The story begins in London where we find out that Bond is 37 years old, as he reflects that he’s eight years away from hitting 45, at which point he will cease to be a Double O agent and get a desk job instead (evidence here of Fleming changing Bond’s chronology over time, as previously mentioned). He’s flirting with the secretaries, although the principal flirtee is not Miss Moneypenny but one Loelia Ponsonby, secretary to the Double O Section (evidently the makers of the films thought that one secretary was sufficient). Anyway, time for a briefing from M: Sir Hugo Drax is a millionaire businessman who is bankrolling a British missile project known as Moonraker, an act for which he’s been knighted. Not much is known about his background but he’s a member of M’s club, Blades, and M thinks he might be a wrong ’un because he cheats at cards. There follows a card-table confrontation, the sort of thing that Fleming did so very well, as Bond – who, in addition to being the Secret Service’s best card player, also happens to know all there is to know about card-sharping – gives Drax a very expensive taste of his own medicine (£15,000 from a single game of bridge, and that’s at 1950s prices). Drax, foreshadowing several other villains who get bested by Bond in a club or casino, advises him to “spend the money quickly”.

Bond then gets assigned to Drax’s Moonraker project HQ down in Kent, where there’s already an undercover agent called Gala Brand, a Special Branch officer who’s posing as Drax’s secretary. So far, names aside, this seemed more like the basic plot to Die Another Day (which was bad without being funny) rather than Moonraker; proof that there’s always something in the films that can be traced back to the original source material. Between them Bond and Brand find out that Drax (who, by the way, has a facial disfigurement) is up to something, almost getting killed by part of a cliff falling on them in the process; they sort-of figure out what Drax is really up to, and there follows a car chase across Kent (Bond’s vehicle here is a pre-war supercharged Bentley; like many of its successors, it gets wrecked) after which Drax reveals his evil plan to the pair of them (the rocket that’s going to be test-fired actually contains a Soviet-supplied atomic warhead that’s going to destroy London) before leaving them to an elaborate death (specifically, they’re imprisoned close enough to the rocket that they’ll be killed when it launches) from which they are able to escape and foil the plans in such a way that this also results in Drax’s own demise.
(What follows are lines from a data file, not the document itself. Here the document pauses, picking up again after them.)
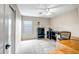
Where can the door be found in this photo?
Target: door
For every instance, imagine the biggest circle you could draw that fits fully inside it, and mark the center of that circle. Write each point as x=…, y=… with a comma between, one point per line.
x=1, y=28
x=9, y=29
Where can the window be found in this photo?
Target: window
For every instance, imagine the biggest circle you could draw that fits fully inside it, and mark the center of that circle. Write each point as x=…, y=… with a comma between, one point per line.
x=27, y=27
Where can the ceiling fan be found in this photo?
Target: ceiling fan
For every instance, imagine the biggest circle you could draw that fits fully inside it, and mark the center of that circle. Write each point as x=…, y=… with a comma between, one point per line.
x=50, y=10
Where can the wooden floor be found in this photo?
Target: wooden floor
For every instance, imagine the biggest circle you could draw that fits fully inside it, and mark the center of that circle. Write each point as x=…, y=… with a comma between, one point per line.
x=68, y=47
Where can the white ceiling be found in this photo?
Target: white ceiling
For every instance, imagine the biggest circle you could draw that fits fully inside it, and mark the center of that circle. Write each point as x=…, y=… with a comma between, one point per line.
x=35, y=9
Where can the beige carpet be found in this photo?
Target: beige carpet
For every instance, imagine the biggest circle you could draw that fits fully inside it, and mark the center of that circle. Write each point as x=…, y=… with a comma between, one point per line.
x=35, y=46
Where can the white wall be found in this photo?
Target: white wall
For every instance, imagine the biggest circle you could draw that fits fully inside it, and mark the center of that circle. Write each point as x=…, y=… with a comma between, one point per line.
x=67, y=22
x=44, y=22
x=18, y=27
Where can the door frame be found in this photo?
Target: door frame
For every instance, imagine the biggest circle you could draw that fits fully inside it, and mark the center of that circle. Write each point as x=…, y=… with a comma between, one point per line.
x=14, y=28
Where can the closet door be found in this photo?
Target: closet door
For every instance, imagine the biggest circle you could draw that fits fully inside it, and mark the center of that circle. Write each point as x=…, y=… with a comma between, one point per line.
x=1, y=28
x=9, y=26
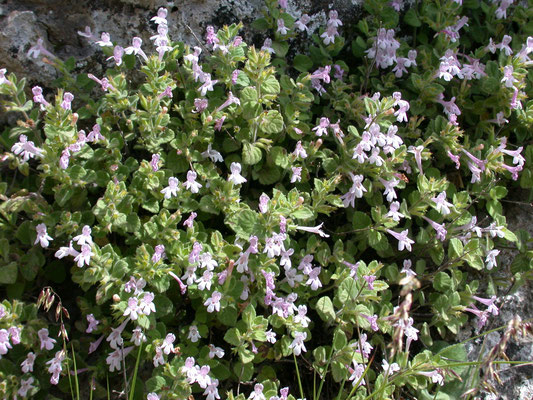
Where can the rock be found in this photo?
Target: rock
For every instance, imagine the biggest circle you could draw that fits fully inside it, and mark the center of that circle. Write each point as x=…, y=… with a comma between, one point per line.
x=516, y=381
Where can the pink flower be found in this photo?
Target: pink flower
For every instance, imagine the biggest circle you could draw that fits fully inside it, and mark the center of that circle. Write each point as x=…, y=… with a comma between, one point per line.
x=168, y=343
x=26, y=148
x=213, y=303
x=183, y=287
x=84, y=258
x=93, y=323
x=267, y=46
x=172, y=189
x=27, y=364
x=322, y=128
x=329, y=34
x=235, y=177
x=191, y=183
x=296, y=174
x=146, y=304
x=133, y=308
x=314, y=229
x=297, y=344
x=42, y=236
x=46, y=342
x=135, y=48
x=200, y=105
x=4, y=342
x=25, y=386
x=105, y=40
x=282, y=29
x=301, y=24
x=194, y=335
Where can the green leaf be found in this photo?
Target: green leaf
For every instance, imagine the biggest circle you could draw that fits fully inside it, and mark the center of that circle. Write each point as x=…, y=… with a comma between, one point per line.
x=271, y=122
x=347, y=290
x=151, y=205
x=233, y=337
x=8, y=273
x=411, y=18
x=442, y=282
x=455, y=249
x=324, y=307
x=270, y=85
x=228, y=315
x=280, y=48
x=303, y=213
x=25, y=232
x=63, y=194
x=361, y=220
x=269, y=175
x=279, y=156
x=244, y=223
x=251, y=154
x=248, y=94
x=155, y=383
x=508, y=235
x=163, y=305
x=251, y=109
x=302, y=63
x=246, y=355
x=339, y=339
x=260, y=24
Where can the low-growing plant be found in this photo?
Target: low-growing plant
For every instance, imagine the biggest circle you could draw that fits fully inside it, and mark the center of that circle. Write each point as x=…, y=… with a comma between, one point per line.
x=244, y=221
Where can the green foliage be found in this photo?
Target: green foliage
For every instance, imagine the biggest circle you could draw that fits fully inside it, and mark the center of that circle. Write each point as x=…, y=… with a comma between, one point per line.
x=238, y=207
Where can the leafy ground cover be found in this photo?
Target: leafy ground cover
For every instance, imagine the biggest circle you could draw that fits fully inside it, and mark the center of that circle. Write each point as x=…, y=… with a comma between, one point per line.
x=240, y=221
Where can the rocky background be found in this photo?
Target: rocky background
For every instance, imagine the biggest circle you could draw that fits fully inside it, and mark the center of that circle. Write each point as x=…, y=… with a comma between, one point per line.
x=22, y=22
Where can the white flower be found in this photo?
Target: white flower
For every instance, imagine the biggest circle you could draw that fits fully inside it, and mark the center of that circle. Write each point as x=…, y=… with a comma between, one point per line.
x=194, y=335
x=298, y=343
x=172, y=188
x=42, y=236
x=215, y=351
x=235, y=177
x=213, y=303
x=85, y=236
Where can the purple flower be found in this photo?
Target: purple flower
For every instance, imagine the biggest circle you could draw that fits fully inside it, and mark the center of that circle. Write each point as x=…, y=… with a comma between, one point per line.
x=93, y=323
x=135, y=48
x=42, y=236
x=105, y=40
x=235, y=177
x=26, y=148
x=172, y=189
x=188, y=222
x=191, y=183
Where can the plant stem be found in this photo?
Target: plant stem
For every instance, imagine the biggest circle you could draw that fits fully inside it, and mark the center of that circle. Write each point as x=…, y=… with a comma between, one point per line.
x=132, y=390
x=298, y=376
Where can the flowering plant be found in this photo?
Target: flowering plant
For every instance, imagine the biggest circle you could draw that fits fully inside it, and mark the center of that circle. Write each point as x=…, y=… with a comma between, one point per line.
x=231, y=209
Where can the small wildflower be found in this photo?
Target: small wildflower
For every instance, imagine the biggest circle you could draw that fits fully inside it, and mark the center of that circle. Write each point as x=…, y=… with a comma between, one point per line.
x=42, y=236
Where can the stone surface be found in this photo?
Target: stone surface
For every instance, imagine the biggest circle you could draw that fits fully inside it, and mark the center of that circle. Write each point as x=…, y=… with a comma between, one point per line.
x=22, y=22
x=517, y=381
Already knowing that Drax was an unrepentant Nazi before reading the book probably didn’t help in terms of the suspense but there are many clues that point the reader to this (all of the rocket technicians and henchmen are German, and Drax even drives a Merc). For an audience reading this in the 1950s, the combination of Nazis and nuclear annihilation would have been a potent mix. However, the main reason why I’ve chosen to divulge so much of the plot is to point out the main thing that I learned from reading Moonraker, which is the extent to which the component parts of your average Bond film can be found here: Early encounter with the villain at a card table, bonkers plan, car chase, ruthless henchman, full explanation of said plan for the benefit of 007 and his attractive female companion prior to elaborate but somehow escapable death – they’re all here.

Moonraker, though, also has a few elements that are not typical of a Bond adventure. It is set entirely in England, and we get to see some of the action from the woman’s point of view as well as that of Bond – and she, not Bond, is the one who actually finds out that Drax is going to fire the missile at London. And there’s a twist at the end – she doesn’t end up getting romantically involved with Bond (this may explain why ‘Gala Brand’ has never been a character name in the films). In creating James Bond, Ian Fleming came up with a winning formula but that didn’t mean that his thrillers had to be formulaic.